An employee’s character dictates how he or she will act, regardless of circumstances or who’s watching. German poet von Goethe described it this way: “You can easily judge the character of a man by how he treats those who can do nothing for him.”
The Character Training Institute lists 49 character qualities, including attentiveness, availability, boldness, cautiousness, contentment, creativity, decisiveness, deference, diligence, faith, forgiveness, obedience, punctuality and self-control.
Wouldn’t it be great if we could give a character test to current or prospective employees, without them knowing it? I’ve discovered two basic tests in the book of Luke.

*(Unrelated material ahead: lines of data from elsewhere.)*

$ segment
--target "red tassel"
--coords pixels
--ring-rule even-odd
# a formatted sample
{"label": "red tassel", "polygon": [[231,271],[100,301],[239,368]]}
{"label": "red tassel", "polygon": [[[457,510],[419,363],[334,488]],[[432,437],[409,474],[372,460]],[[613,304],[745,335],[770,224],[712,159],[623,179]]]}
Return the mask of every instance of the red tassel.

1. The little things test – Luke plainly states that in all things, it’s the little things that reveal who you can trust: “Whoever is faithful in very little is also faithful in much, and whoever is unrighteous in very little is also unrighteous in much” (Luke 16:10).
Let me give you an example. Sean talked way too much in his initial interview. I even counseled him to listen better at the end of our time together. Guess what happened after I hired him? He never shut his mouth! We replaced him with someone who knew more and talked less.
2. The humiliation test – How people deal with humiliation is a great way to determine what their character is made of.
When I interviewed Nicholas, he humbly described how failures in the past had cost him his job.
He had been jobless for almost a year. As he poured out his heart about how he had changed through the hard lessons of shame and serious introspection, part of me wanted to say, “Yeah, right,” but another part believed his experience and hard knocks perfectly suited him for our company. Something in me – perhaps my tendency to forgive – drove me to try him out.
Nicholas was so grateful for this job that he fought to prove himself. His unfailing loyalty became a major reason for our company’s success. Like Luke’s story of the Prodigal Son returning home after squandering his early inheritance, I will look for more Nicholases who have been humiliated by failure.